24 Juillet 2017 , Rédigé par niduab Publié dans #Brèves de trève

C’est un jeu fort intéressant et instructif auquel j’ai participé sur Facebook. L’un de mes amis que je nomme provisoirement  professeur J.P a adressé à ses contacts des interviews fictifs en demandant de découvrir qui était le mystérieux personnage interrogé. Pendant la première quinzaine de juin, prof J.P nous a proposé une dizaine d’énigmes et je dois bien reconnaître que  je n’ai pas été mauvais comme détective mais je vais jouer le modeste façon Brassens dans « Les ricochets »: …. Moi dans ce temps-là, je ne dis pas cela en bombant le torse, l’air avantageux, j’étais à ce petit jeu de première force. Aussi avant de fanfaronner ou de me confesser je vais présenter prof J.P. ou, comme il se définit lui-même, le voyageur temporel qui interviewe de grands écrivains dont la plupart ne sont  plus de ce monde.

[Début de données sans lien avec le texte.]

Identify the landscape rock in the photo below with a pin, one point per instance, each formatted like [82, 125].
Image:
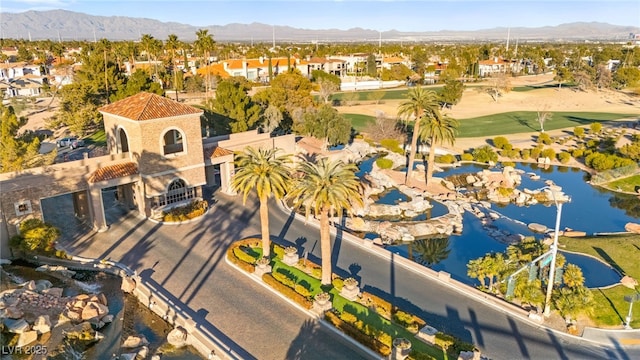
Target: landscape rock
[539, 228]
[27, 338]
[629, 282]
[177, 337]
[135, 341]
[16, 326]
[42, 324]
[56, 292]
[633, 228]
[128, 285]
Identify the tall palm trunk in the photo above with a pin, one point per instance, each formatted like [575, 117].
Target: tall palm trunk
[414, 149]
[264, 226]
[432, 158]
[325, 246]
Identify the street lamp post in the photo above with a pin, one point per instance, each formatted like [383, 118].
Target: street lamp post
[554, 253]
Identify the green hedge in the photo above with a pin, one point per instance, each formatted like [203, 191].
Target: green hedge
[384, 163]
[241, 264]
[287, 291]
[357, 335]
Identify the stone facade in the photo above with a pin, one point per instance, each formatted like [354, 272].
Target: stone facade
[154, 143]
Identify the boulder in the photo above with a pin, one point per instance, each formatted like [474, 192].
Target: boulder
[539, 228]
[633, 228]
[42, 285]
[128, 285]
[142, 353]
[42, 324]
[135, 341]
[13, 312]
[16, 326]
[629, 282]
[27, 338]
[56, 292]
[177, 337]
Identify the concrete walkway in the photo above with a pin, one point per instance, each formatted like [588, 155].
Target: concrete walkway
[186, 262]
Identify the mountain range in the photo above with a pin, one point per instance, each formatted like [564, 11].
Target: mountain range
[68, 25]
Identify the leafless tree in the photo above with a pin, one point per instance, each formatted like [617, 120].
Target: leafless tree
[384, 127]
[327, 88]
[543, 116]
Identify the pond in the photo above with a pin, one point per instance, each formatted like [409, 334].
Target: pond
[130, 318]
[591, 209]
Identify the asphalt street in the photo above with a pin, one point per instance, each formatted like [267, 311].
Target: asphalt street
[188, 262]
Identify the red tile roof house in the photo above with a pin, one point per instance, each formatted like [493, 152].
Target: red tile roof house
[157, 159]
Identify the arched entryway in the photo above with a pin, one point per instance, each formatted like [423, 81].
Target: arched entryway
[123, 141]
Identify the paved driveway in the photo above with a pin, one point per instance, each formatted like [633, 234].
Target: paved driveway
[188, 261]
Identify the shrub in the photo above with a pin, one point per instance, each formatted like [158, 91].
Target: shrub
[287, 291]
[36, 235]
[337, 283]
[564, 157]
[544, 138]
[384, 163]
[357, 335]
[500, 142]
[576, 153]
[241, 264]
[549, 152]
[446, 159]
[466, 157]
[392, 145]
[535, 153]
[485, 154]
[183, 213]
[243, 256]
[300, 289]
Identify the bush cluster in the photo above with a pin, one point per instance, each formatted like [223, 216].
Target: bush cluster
[287, 291]
[384, 163]
[355, 333]
[392, 145]
[446, 159]
[500, 142]
[485, 154]
[183, 213]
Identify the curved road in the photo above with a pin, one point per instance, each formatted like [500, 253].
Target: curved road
[188, 261]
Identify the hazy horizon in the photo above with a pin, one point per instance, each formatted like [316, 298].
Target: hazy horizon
[406, 16]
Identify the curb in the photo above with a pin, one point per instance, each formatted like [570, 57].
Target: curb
[470, 292]
[370, 353]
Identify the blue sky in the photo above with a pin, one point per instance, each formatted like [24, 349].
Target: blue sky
[416, 15]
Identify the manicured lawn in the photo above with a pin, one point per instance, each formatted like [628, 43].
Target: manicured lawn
[628, 184]
[621, 252]
[363, 313]
[98, 138]
[359, 121]
[526, 121]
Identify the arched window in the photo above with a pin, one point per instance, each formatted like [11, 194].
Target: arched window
[177, 191]
[123, 141]
[172, 142]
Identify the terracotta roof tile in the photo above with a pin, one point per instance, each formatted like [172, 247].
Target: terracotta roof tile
[216, 151]
[147, 106]
[113, 172]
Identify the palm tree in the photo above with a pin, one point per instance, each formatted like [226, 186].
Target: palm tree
[326, 187]
[172, 45]
[204, 43]
[437, 128]
[572, 276]
[418, 102]
[267, 173]
[431, 251]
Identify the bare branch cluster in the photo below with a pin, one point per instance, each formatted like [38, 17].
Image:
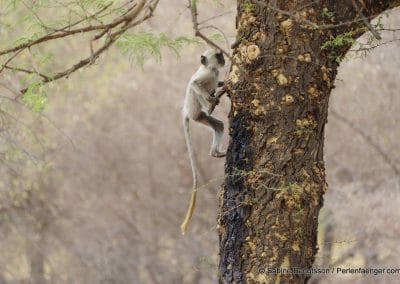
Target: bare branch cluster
[135, 13]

En fait je connais bien l’auteur de ces interviews puisque je lui ai déjà consacré six  billets de blog dont quatre dans la rubrique « A livres ouverts » et deux autres dans la rubrique « L’invité ». Et au moment où je me prépare à mettre fin à ce blog, je dois avouer que cette rencontre fut une richesse pour le blog et une source de connaissances pour ce qui me concerne. Le petit jeu de Facebook n’est donc qu’une variante des précédents interviews ce qui explique que j’ai pu avoir quelques réussites à ce jeu.

Pour tisser un lien avec mes anciens billets et présenter Prof J.P. (*) je vais utiliser sa méthode et l’interviewer: Une question par billet et dans l’ordre de parution.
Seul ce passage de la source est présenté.